Friday, March 08, 2019

Making Projects More Interesting With More Data

My students are working on the palindrome project. You probably know it – enter a string and report if it is a palindrome or not. In my case, I have them create a method to “clean” the string by stripping out all of the characters that are not letters and a second method to reverse the string. My goal is practice in creating methods as well as string handling and loops.

It’s always more interesting if the test data is more interesting. There are lots of common palindromes that students are familiar with such as “Madam I’m Adam” and “Race Car” and the ever popular “Mom”, “Dad”, and “Bob.” My favorite is “A man, a Plan, a Canal – Panama” because you can read it dramatically. This week I stumbled on a web site dedicated to palindromes - http://www.palindromelist.net/ There are probably other palindrome related web sites as well.

I’m thinking about supplying a file with lines that are and are not palindromes and having students modify this first program to read the file and report.  More data is better data.

Another idea I have percolating is asking students to write code that creates palindromes. I’m not sure how hard this would be as I’m still thinking about how I would do it. Again, data is important. You want to use real words and ideally the phrase should make sense. Does it have to though? Hum.

I have a dictionary file – a text file with almost 114,000 words in it. I figure that should be useful for something. I keep thinking it would be useful for a lot of interesting projects – things like word games (Boggle, Scrabble, etc.)  or maybe spell checkers.

There are sources of large text files on the internet as well. I have files with the full text of some books (in the public domain of course) and Shakespeare's sonnets. Check out Project Gutenberg which has some 58,000 public domain books

I’m thinking some interesting word and letter count projects are a natural. A lot of the projects that have been presented at the SIGCSE Nifty Assignments session (collected here at http://nifty.stanford.edu/) involve working with data sets of words or text. You all know about the Nifty Projects resource right?

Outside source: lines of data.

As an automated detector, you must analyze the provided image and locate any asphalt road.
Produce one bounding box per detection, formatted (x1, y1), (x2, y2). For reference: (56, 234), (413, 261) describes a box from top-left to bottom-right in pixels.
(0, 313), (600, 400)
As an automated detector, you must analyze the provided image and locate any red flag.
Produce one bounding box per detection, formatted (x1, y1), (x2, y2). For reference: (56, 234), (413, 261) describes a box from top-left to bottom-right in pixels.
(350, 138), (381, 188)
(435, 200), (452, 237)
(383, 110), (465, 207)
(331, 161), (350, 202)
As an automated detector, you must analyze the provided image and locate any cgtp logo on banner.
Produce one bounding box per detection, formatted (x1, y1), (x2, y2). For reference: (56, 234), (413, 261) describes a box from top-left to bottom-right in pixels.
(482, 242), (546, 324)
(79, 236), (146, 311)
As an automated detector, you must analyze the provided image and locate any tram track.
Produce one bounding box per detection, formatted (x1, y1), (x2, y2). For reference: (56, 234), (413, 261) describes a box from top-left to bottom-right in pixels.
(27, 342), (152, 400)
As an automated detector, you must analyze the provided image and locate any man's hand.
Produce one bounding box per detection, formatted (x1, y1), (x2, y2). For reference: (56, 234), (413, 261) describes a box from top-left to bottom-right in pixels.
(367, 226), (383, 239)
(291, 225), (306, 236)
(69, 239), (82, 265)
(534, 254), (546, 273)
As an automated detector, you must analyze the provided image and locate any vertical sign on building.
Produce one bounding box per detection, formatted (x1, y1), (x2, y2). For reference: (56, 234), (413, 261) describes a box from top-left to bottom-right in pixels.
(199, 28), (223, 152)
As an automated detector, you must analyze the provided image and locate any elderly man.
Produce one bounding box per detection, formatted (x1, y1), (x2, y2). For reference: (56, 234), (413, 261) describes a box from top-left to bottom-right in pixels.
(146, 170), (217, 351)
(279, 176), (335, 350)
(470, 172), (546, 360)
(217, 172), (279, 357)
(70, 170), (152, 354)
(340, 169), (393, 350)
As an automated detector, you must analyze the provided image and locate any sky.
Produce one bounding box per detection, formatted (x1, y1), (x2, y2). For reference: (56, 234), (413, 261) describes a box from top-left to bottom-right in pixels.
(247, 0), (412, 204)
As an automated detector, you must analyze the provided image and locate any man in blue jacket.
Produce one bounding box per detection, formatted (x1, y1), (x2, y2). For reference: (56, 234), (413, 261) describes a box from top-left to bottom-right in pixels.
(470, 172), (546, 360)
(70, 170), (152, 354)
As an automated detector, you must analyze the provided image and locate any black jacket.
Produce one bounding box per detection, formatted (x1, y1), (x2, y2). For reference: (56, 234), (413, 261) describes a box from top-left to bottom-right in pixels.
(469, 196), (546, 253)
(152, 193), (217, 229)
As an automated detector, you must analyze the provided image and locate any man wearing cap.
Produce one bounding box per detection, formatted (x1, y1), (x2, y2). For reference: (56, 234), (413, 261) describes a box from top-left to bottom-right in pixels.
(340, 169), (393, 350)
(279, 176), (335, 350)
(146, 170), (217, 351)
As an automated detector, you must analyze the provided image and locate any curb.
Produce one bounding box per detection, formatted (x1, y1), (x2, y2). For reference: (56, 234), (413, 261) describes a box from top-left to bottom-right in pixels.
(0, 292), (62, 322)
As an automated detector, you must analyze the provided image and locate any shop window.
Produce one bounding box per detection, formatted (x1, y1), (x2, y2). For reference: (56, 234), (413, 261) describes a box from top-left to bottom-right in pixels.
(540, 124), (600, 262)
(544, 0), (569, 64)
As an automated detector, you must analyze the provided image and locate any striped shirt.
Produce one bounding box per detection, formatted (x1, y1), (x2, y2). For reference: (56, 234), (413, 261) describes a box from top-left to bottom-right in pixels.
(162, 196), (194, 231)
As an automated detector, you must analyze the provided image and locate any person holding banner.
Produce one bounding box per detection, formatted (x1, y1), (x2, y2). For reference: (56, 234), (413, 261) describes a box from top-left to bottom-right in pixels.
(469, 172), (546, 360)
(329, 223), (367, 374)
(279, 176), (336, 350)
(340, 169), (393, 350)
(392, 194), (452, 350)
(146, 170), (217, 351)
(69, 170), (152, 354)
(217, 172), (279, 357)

You can also make interesting data. For a long time I have assigned a project that creates driver’s licenses based on name and birthday. New Hampshire recently moved away from this scheme for privacy reasons but it was/is a fun project. I grabbed first and last name data from the Census Bureau (there are other lists) and wrote a program to create a data file of random names and birthdays. I’m toying with assigning something like that as an assignment some day. Making sure the dates exist (no February 30th for example) makes it fun. OK, harder, but harder is fun right?

What sorts/sources of data do you use to make projects more interesting?

4 comments:

Garth said...

I have a text file of Shakespeare's insults. Three words to a line separated by commas. About 40 lines. Lots of fun to be had with this. I also use the Shakespeare sonnets file. Another useful one is a text file of about 10,000 words, one word per line.

Alfred Thompson said...

I also do the Shakespeare Insults. Kids love it.

Garth said...

Can we consider that cross-curricular?

Nithya said...

Palindromes are always a hit with kids. Number palindromes are easier to develop when compared to words. Input the string or number, reverse the same and compare both. We have only use word-buff but the link you shared has a huge list, thanks for sharing, it was very useful. Hope your students enjoyed the assignment.